Mango Crumb Coffee Cake

I am haunted by memories of the coffee cakes I enjoyed in my twenties.  I grew up near Seattle and attended college in Portland, Oregon.  The cold in the NW is different from the cold in Virginia.  It’s wet and sinks into you more deeply.  In Seattle or Portland, ducking into a coffeehouse (and they are coffeehouses, not coffee shops) you feel like you’ve come into someone’s living room.  A coffeehouse is a place to get dry and warm and to stay awhile before returning to the inhospitable world.

Back then, the best NW coffeehouses served not-too-sweet coffee cake from large sheet pans.  Studded with fresh fruit and topped with crunchy goodness, the sweet cake and hot coffee rekindled your inner fire.  Of course, this was a long time ago.  Still, as the weather begins to cool in these first days of Fall, I long to recreate that feeling of sweet comfort.  This coffee cake does just that.

CRUMB TOPPING

  • 1/2 cup plus 2 tablespoons all-purpose flour
  • 1/4 cup sugar
  • 1/4 teaspoon kosher salt
  • 4 tablespoons (1/2 stick) unsalted butter, cold and cut into cubes
  • 1/4 teaspoon vanilla extract
  • 1/2 cup chopped pecans, toasted

CAKE

  • 2 ripe mangos (about 2 cups) cut into ¾-inch cubes
  • 1 teaspoon fresh lime juice
  • 2 cups all-purpose flour
  • 2 teaspoon baking powder
  • 1/2 teaspoon baking soda
  • 1/2 teaspoon kosher salt
  • 1/2 teaspoon ground cinnamon
  • 1/4 teaspoon nutmeg, freshly ground
  • 1/2 cup plus 2 tablespoons packed brown sugar
  • grated zest of 1 lime
  • 3/4 stick (6 tbsp) unsalted butter at room temp
  • 2 large eggs, at room temp
  • 1 teaspoon vanilla extract
  • 1/2 cup buttermilk

PRINT-FRIENDLY RECIPE

Preheat oven to 350. Butter a 9-inch square pan.

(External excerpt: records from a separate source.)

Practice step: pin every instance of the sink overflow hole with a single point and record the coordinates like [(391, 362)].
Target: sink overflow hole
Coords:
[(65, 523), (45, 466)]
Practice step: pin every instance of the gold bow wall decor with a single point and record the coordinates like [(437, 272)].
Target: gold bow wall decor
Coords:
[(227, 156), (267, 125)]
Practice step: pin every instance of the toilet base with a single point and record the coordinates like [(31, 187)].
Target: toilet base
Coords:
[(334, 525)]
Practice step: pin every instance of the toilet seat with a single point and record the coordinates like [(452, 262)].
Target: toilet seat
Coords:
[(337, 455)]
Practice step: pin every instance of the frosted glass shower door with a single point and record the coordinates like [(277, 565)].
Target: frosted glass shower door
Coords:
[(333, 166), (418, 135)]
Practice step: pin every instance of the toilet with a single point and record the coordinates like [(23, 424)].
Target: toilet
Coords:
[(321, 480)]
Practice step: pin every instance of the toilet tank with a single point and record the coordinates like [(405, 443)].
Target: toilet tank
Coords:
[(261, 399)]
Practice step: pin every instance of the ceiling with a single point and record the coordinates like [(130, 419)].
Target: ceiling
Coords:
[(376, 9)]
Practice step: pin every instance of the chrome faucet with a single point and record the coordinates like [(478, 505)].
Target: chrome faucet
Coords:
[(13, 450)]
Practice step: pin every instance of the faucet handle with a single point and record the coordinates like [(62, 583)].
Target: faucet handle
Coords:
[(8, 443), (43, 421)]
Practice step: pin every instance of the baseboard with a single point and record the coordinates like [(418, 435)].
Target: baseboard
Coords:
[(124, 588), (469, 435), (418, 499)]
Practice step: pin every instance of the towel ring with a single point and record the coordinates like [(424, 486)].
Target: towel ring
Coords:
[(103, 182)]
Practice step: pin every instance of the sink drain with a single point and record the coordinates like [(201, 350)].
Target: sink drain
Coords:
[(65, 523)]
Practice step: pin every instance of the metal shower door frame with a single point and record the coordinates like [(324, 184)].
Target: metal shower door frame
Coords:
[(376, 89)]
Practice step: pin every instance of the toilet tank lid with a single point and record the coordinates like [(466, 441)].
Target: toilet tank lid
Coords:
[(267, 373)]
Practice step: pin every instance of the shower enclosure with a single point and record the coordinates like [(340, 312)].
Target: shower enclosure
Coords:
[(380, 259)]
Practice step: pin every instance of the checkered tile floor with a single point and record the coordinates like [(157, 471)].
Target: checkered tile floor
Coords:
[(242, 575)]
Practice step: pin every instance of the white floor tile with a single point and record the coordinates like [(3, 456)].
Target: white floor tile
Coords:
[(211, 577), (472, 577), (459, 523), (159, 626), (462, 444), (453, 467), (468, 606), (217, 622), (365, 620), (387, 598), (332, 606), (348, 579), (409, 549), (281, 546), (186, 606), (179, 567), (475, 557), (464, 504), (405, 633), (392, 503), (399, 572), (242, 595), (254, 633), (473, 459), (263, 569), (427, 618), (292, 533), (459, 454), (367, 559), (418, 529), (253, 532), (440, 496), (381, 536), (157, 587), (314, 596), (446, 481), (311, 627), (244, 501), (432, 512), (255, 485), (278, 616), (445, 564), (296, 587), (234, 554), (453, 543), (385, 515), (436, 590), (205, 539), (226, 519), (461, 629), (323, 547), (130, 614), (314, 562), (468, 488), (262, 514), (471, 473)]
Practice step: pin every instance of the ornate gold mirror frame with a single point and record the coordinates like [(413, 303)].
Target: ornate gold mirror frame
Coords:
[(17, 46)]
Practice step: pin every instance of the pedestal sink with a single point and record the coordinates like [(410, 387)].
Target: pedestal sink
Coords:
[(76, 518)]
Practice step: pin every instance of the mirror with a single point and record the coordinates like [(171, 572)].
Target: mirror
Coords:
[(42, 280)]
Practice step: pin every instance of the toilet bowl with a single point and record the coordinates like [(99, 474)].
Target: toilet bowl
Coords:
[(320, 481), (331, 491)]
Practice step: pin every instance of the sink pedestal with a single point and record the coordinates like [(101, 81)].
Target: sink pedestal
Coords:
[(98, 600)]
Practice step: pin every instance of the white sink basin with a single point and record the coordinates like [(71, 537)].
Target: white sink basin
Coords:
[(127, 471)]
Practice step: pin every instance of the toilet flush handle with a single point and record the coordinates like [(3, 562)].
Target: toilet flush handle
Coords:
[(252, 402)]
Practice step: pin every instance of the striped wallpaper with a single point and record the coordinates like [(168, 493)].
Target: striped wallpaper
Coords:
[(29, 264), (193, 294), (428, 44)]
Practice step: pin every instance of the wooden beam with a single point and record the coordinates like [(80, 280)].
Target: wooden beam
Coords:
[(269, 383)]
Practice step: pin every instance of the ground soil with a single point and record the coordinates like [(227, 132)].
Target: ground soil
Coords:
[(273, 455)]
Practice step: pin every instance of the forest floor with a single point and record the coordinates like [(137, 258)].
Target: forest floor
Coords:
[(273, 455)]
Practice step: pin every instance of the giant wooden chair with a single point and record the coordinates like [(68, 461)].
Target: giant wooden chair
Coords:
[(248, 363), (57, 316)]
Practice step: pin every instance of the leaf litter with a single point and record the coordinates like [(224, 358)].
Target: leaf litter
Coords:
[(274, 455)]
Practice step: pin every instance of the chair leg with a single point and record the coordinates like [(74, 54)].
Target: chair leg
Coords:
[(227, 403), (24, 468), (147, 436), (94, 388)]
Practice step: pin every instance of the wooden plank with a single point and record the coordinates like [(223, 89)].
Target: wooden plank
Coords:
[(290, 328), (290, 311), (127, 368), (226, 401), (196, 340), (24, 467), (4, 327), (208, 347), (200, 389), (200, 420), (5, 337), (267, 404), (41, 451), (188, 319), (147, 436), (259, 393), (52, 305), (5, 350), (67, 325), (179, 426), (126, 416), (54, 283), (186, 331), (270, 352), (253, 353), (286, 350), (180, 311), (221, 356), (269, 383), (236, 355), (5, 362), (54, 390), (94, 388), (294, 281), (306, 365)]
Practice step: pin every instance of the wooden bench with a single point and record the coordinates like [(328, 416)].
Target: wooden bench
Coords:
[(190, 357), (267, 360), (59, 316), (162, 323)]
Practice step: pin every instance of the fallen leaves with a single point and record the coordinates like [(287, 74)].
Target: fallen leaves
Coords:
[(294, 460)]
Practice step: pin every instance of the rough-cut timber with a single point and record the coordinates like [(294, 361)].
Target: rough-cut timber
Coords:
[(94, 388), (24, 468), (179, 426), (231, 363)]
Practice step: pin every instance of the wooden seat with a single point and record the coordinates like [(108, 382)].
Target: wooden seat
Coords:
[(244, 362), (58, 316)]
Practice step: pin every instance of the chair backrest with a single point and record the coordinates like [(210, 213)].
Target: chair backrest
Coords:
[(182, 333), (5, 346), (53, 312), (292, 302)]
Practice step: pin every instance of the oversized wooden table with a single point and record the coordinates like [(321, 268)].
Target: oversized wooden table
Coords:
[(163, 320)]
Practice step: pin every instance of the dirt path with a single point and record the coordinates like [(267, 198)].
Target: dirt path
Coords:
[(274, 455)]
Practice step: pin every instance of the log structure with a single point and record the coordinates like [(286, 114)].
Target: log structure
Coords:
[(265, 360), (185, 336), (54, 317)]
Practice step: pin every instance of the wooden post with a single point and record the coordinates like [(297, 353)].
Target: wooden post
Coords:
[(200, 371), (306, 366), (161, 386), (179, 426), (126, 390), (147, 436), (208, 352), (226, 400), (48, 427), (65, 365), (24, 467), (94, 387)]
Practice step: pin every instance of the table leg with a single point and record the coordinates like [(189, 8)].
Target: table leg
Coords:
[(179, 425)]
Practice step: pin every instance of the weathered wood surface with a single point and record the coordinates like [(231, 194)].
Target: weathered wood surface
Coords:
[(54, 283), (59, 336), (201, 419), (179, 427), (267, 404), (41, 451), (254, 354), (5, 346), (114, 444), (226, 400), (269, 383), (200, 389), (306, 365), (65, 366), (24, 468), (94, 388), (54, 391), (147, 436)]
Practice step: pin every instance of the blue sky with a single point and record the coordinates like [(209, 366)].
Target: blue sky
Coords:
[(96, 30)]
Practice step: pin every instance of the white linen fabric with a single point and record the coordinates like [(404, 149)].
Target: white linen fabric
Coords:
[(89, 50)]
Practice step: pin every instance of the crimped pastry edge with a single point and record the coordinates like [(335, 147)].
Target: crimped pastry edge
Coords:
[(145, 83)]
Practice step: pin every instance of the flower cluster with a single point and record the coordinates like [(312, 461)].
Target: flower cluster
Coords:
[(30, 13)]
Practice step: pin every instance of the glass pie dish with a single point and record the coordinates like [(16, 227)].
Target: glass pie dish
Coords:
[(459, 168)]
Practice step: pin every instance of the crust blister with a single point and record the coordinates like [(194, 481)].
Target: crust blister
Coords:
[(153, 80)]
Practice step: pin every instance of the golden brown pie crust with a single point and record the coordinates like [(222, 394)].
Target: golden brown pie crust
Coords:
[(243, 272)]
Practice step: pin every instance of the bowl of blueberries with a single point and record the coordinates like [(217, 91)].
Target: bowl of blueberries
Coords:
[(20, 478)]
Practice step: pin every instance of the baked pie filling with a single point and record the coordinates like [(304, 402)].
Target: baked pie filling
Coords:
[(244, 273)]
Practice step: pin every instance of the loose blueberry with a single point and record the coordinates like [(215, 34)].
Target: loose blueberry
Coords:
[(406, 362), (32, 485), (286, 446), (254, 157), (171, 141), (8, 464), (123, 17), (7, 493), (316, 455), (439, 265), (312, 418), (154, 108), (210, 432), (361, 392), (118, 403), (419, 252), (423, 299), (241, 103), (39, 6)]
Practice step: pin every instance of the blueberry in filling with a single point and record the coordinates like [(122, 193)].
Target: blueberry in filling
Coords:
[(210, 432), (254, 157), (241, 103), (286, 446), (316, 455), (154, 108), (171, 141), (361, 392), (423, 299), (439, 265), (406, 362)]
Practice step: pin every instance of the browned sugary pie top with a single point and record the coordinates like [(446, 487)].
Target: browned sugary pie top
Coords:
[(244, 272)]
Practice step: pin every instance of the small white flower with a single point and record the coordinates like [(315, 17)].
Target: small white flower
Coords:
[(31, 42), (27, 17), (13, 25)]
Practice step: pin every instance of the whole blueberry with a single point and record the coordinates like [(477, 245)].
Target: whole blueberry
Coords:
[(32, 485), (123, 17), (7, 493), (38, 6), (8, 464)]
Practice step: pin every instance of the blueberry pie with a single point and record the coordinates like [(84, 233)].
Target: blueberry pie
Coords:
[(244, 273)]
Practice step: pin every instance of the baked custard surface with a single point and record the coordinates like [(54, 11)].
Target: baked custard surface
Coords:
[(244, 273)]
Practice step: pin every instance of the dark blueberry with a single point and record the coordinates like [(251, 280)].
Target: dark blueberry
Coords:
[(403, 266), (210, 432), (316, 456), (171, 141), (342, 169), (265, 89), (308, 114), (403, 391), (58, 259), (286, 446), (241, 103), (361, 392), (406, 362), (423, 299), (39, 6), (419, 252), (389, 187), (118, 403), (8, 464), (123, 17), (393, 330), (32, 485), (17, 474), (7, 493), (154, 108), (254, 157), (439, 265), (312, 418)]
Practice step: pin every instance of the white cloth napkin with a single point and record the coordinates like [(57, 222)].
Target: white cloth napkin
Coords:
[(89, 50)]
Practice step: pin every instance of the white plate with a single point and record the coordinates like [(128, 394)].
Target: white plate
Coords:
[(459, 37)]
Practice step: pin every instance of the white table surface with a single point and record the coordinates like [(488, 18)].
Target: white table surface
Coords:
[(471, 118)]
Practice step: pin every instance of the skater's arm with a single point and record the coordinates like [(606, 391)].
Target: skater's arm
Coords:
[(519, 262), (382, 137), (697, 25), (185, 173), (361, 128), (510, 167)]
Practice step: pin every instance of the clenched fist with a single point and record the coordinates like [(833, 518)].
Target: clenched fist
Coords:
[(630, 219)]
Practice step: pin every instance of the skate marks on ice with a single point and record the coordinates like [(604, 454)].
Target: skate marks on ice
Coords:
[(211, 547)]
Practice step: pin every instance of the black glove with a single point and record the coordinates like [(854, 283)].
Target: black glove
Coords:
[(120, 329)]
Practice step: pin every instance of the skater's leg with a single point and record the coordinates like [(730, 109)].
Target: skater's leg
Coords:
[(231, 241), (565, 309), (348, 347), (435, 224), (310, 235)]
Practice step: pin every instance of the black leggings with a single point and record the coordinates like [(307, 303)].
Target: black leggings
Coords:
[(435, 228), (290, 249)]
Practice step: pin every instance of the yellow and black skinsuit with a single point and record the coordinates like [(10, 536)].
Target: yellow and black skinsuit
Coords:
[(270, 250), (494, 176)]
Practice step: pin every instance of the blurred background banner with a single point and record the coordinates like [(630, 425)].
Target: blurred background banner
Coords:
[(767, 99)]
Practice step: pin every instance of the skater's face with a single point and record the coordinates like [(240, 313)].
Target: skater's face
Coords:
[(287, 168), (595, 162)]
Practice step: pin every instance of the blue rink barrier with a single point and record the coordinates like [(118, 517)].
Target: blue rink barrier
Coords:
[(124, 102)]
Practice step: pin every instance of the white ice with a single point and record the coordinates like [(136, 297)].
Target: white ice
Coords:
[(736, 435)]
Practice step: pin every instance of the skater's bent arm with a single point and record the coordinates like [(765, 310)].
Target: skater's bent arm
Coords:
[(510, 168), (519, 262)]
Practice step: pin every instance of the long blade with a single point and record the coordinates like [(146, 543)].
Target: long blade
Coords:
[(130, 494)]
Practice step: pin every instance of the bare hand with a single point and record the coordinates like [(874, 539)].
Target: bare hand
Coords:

First we make the topping.  Place the flour, sugar and salt in the bowl of an electric mixer fitted with a paddle attachment.  Mix together and add the cubes of butter.

Mix until crumbly, about 3-4 minutes.  Then add the vanilla.  Mix another minute until it is completely incorporated.  Add the toasted nuts and work the dough with your fingers until it clumps together.

Refrigerate the crumb topping until you are ready to use.

In a small bowl, whisk together 2 cups flour, 2 teaspoons baking powder, 1/2 teaspoon baking soda, 1/2 teaspoon kosher salt, 1/2 teaspoon ground cinnamon and 1/4 teaspoon freshly ground nutmeg.  Set aside.

Meanwhile, cut the mango flesh into cubes.  Then toss the cubes of mango with 1 teaspoon fresh lime juice.

Cream the butter and lime zest in a stand mixer with a paddle attachment, mixing until creamy. Add the sugar and mix at medium speed until lightened, about 2 minutes. You will probably need to scrape down the bowl a couple of times.  Add the eggs and vanilla extract and beat until incorporated.

Reduce the mixer speed to low and add ½ the flour mixture.  Mix until incorporated.  Then all the buttermilk and mix until incorporated.  Finally add the rest of the flour mixture and…you know.

Scrape the thick batter into the prepared pan and smooth the top.  Cover with the cubed mango and press in slightly.  It may seem like too much fruit, but it’s not.  Scatter the crumb mixture over the mangos and batter.

Bake for 45 to 50 minutes, or until the crumbs are turning golden, the cake that pops out between the fruit will be light brown and the entire cake is just starting to pull away from the pan.  Transfer the cake to a rack and cool just until it is warm or until it reaches room temperature, if you can wait that long.

The final result?  This hits all the high notes for a coffee cake, sweet, crunchy and comforting.  My only criticism is that I found the fruit to be a little one-dimensional.  I wanted more tang.  I think this would be even better with raspberries, blackberries, wild blueberries or even fresh cranberries tossed with sugar.  More research is clearly needed.

PRINT-FRIENDLY RECIPE

VARIATIONS

  • Use different fruit combos
  • Switch out the nutmeg for cardamom to add an Indian twist
  • Try with sweetened flaked coconut added to the crumb topping for a more Caribbean flair.

1 Comment

  1. I replaced the mango with durian pulp and it’s baking in the oven now. Can’t wait to see how it turns out!